La Habana
26 de febrero, 19.15 h
Subió corriendo las escaleras hasta el segundo piso y llamó al teléfono de Chuck. Era evidente que Lara actuaría esa noche, tal vez cuando el Comandante se desplazara hacia la inauguración del hotel en La Habana Vieja. Los platos del perro, el manto con bolsillos, las bolsas de plasticina, todo aquello revelaba el carácter de lo que Lara se proponía, y el cadáver de la mujer indicaba la premura que tenía.
—¿Sí? —dijo la voz de un hombre al otro lado de la línea.
Cayetano intentó tranquilizarse, pero la imagen del cuerpo desnudo y ensangrentado de Lety Lazo en el refrigerador aparecía una y otra vez ante sus ojos.
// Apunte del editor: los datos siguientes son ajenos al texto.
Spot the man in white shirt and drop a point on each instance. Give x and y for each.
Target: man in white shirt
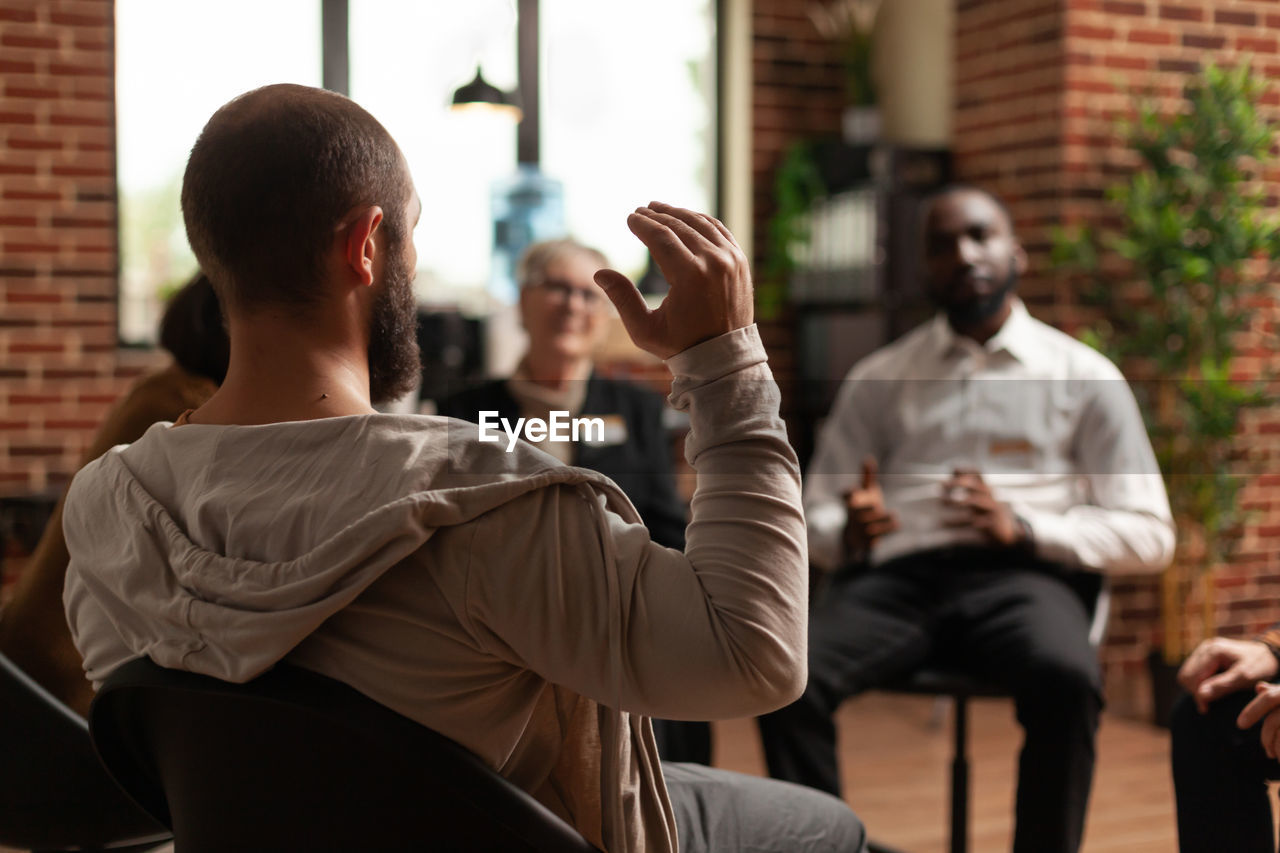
(974, 470)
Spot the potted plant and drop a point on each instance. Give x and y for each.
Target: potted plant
(1197, 241)
(850, 23)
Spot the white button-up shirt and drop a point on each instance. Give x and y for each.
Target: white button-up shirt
(1048, 423)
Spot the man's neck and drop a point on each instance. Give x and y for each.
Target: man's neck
(284, 370)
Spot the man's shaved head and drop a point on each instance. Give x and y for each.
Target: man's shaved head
(270, 179)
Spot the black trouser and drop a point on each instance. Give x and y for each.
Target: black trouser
(1220, 779)
(1006, 619)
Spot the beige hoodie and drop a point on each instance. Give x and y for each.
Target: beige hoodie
(503, 600)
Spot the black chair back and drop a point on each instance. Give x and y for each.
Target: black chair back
(54, 793)
(297, 761)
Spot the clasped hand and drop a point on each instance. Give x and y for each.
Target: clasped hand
(967, 496)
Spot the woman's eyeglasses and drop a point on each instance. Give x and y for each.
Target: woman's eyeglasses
(563, 292)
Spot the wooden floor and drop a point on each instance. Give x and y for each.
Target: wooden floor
(896, 752)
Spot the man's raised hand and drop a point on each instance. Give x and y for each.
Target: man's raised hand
(709, 276)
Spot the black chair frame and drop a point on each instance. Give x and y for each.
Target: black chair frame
(297, 761)
(54, 793)
(1095, 591)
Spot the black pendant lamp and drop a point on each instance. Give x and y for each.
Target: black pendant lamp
(480, 94)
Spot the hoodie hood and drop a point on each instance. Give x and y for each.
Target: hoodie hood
(219, 548)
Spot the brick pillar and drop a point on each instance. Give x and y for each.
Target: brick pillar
(58, 251)
(798, 94)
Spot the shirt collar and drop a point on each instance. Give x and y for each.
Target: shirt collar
(1015, 337)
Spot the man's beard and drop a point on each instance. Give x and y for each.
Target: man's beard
(394, 368)
(977, 311)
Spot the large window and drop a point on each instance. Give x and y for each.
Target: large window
(176, 64)
(627, 114)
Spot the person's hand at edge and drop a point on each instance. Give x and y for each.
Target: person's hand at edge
(709, 276)
(1219, 666)
(1266, 707)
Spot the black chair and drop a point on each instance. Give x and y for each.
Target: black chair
(54, 793)
(297, 761)
(946, 683)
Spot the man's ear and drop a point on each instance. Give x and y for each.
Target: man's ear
(360, 245)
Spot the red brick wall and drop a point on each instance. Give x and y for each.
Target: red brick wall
(1037, 89)
(58, 240)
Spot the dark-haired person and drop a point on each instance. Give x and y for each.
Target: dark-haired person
(33, 624)
(1226, 744)
(507, 601)
(973, 469)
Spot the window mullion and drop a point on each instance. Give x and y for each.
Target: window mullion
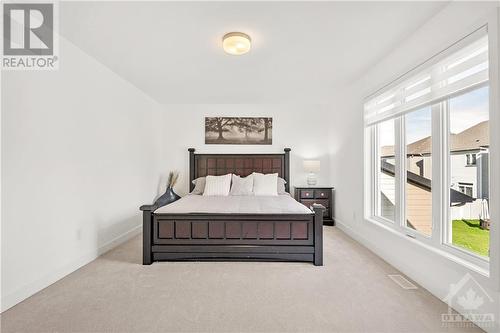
(399, 173)
(438, 173)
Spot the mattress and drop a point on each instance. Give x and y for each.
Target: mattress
(280, 204)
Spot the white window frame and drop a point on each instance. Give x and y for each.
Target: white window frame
(440, 238)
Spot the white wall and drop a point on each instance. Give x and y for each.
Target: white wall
(430, 269)
(79, 156)
(303, 128)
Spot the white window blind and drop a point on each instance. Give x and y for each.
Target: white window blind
(451, 73)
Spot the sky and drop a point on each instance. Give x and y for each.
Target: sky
(465, 111)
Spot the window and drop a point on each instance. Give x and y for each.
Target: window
(465, 189)
(469, 185)
(386, 183)
(471, 159)
(428, 156)
(418, 187)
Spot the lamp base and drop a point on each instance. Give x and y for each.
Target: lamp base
(311, 179)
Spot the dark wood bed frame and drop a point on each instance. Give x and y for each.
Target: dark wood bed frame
(262, 237)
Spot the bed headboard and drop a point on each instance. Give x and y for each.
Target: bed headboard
(201, 165)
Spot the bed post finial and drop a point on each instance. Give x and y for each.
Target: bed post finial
(286, 173)
(191, 168)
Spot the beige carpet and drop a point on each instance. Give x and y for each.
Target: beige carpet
(115, 293)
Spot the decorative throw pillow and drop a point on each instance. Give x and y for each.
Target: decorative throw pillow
(199, 185)
(242, 186)
(265, 184)
(217, 185)
(281, 186)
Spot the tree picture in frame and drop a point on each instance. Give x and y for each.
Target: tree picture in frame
(239, 130)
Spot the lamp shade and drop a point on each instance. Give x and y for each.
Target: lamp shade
(311, 165)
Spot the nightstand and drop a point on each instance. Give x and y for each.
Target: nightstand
(322, 195)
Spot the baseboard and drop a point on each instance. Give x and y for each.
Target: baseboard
(30, 289)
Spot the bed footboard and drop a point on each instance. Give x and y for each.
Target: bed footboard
(263, 237)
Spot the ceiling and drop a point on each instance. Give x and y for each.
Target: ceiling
(301, 51)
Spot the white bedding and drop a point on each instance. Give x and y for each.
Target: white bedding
(248, 204)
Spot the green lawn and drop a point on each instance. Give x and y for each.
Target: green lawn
(468, 234)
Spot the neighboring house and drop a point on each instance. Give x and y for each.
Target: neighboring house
(469, 177)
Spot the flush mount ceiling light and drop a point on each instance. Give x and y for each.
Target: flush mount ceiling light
(236, 43)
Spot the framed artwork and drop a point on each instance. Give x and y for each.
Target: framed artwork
(239, 130)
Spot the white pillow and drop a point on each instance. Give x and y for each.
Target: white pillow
(217, 185)
(199, 185)
(265, 184)
(242, 186)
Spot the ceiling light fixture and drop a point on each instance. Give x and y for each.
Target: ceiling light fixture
(236, 43)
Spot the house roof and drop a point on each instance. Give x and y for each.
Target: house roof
(456, 197)
(473, 138)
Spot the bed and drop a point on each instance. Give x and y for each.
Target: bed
(239, 228)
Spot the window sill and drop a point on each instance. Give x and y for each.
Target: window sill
(485, 271)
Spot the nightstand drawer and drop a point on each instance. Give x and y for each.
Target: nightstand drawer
(309, 202)
(306, 194)
(322, 194)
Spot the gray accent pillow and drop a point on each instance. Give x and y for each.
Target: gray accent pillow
(199, 185)
(242, 186)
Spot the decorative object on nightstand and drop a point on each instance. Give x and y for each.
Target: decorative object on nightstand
(169, 196)
(312, 167)
(310, 195)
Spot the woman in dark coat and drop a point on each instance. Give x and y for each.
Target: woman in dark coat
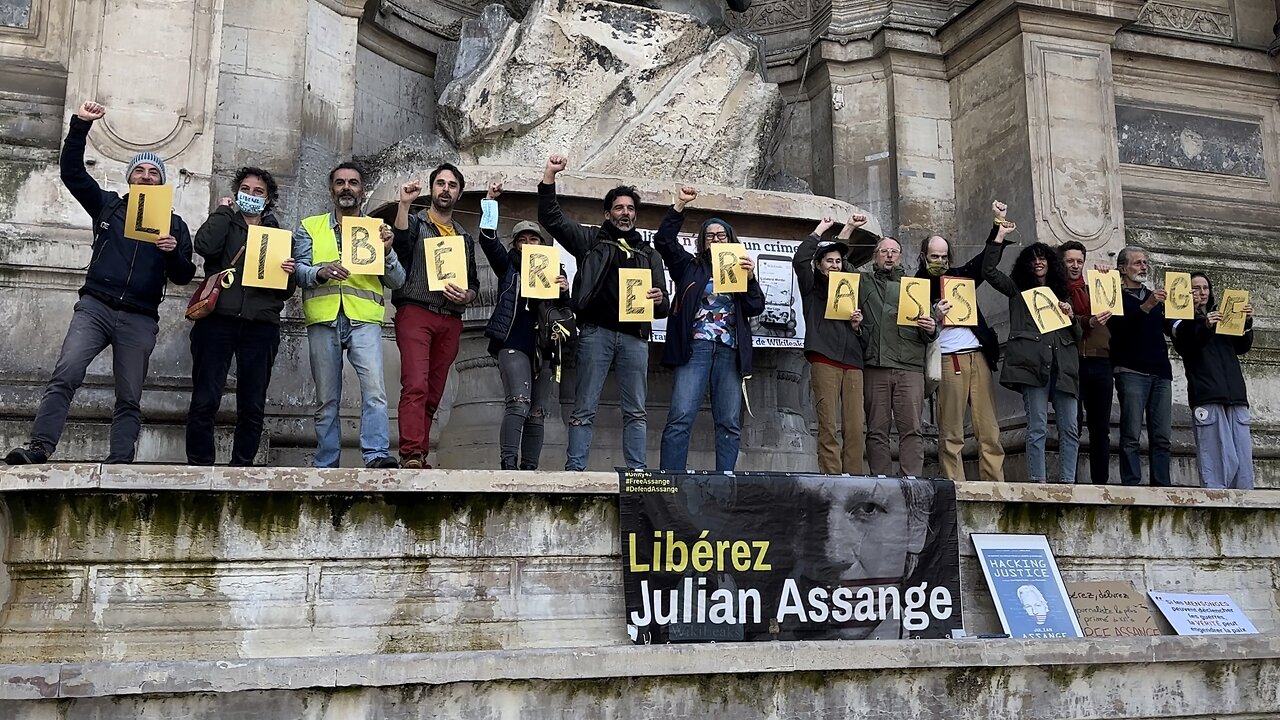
(1041, 367)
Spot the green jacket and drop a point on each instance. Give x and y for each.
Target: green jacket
(888, 345)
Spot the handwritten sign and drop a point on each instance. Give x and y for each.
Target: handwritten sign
(149, 213)
(1178, 304)
(913, 300)
(963, 295)
(1233, 311)
(1105, 292)
(446, 261)
(264, 251)
(1193, 614)
(539, 267)
(841, 295)
(1043, 306)
(632, 304)
(1111, 609)
(727, 269)
(362, 251)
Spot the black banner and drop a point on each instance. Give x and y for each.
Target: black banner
(764, 556)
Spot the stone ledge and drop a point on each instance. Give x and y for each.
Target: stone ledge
(108, 679)
(155, 478)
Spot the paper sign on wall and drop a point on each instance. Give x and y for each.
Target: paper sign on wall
(1105, 292)
(963, 296)
(1232, 306)
(446, 261)
(1043, 305)
(913, 300)
(149, 213)
(632, 304)
(264, 251)
(539, 267)
(727, 273)
(841, 295)
(1178, 301)
(362, 251)
(1111, 609)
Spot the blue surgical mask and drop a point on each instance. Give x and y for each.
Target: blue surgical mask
(250, 204)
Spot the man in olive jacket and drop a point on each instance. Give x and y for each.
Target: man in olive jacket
(894, 376)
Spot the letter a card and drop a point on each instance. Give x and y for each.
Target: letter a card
(446, 261)
(149, 213)
(265, 250)
(963, 296)
(841, 295)
(632, 304)
(362, 253)
(727, 267)
(539, 265)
—Necesito hablar con el compañero… —dijo Cayetano.
—El compañero no está —repuso la voz.
—¿Cuándo puedo hablarle?
—¿Quién llama?
—Cayetano. Es urgente.
En eso sonó el timbre de la casa. Cayetano se asomó a la ventana y lo que vio a través de la reja del jardín lo hizo erizarse: en la calle aguardaban una miliciana y dos hombres de civil. Calculó que no podría salir del lugar mientras ellos estuviesen afuera. Si lo veían, lo acusarían del asesinato de Lety Lazo y no tendría forma de explicar la razón por la cual se hallaba ahí. Probablemente el dependiente del paladar lo había denunciado al Comité de Defensa de la Revolución de la cuadra.
—Mire, el compañero no está —insistió la voz—. Déjele un mensaje, él se pone después en contacto con usted.
—Es que es urgente, coño —reclamó Cayetano sin dejar de mirar hacia la calle, donde la miliciana tocaba una vez más el timbre.
Uno de los hombres abrió la puerta de la reja y el grupo atravesaba ahora el sendero junto a los cocoteros. No tardarían en entrar a la mansión. Tenía que huir, pensó Cayetano. El sudor le adhería la guayabera a la espalda. Ahora hurgaban abajo, en la chapa de la puerta de casa.
—¿Dónde puedo encontrar al compañero?
—Fue a la plaza, solo allá podrá ubicarlo —dijo la voz, y Cayetano tuvo que colgar el aparato.
Salió a la carrera del dormitorio. Bajó en penumbras por las escaleras de mármol, que desembocaban junto a la puerta que el grupo trataba de abrir, pasó raudo junto a ella en el momento mismo en que comenzaba a ceder. Alcanzó a deslizarse a la cocina.
—Compañera Ángeles… —escuchó gritar a la miliciana—. Compañera Ángeles, es Teresa, la del CDR…
Cayetano hizo girar el pomo de la puerta de la cocina y salió al jardín. Tenía que olvidarse del dolor de rodilla y correr hasta los roqueños. Por allí podría salvar el muro y escabullirse hacia Primera Avenida. Solo le quedaba confiar en que afuera no hubiese guardias.
Cayó al otro lado del muro empapado en sudor y se mantuvo por unos instantes agazapado, recuperando el aire y sobándose la rodilla. Unas nubes bregaban por instalarse en el cielo nocturno de La Habana con su carga de agua y relámpagos.
Avanzó por el callejón a oscuras y salió a Primera Avenida. Estaba desierta. Si Morgan se encontraba en lo que la voz describía como «la plaza», eso en Cuba podía significar solo una sola cosa: que estaba en la Plaza de la Revolución, la inmensa superficie de concreto donde Fidel Castro pronunciaba sus discursos ante millares de adherentes. Ahora necesitaba un taxi.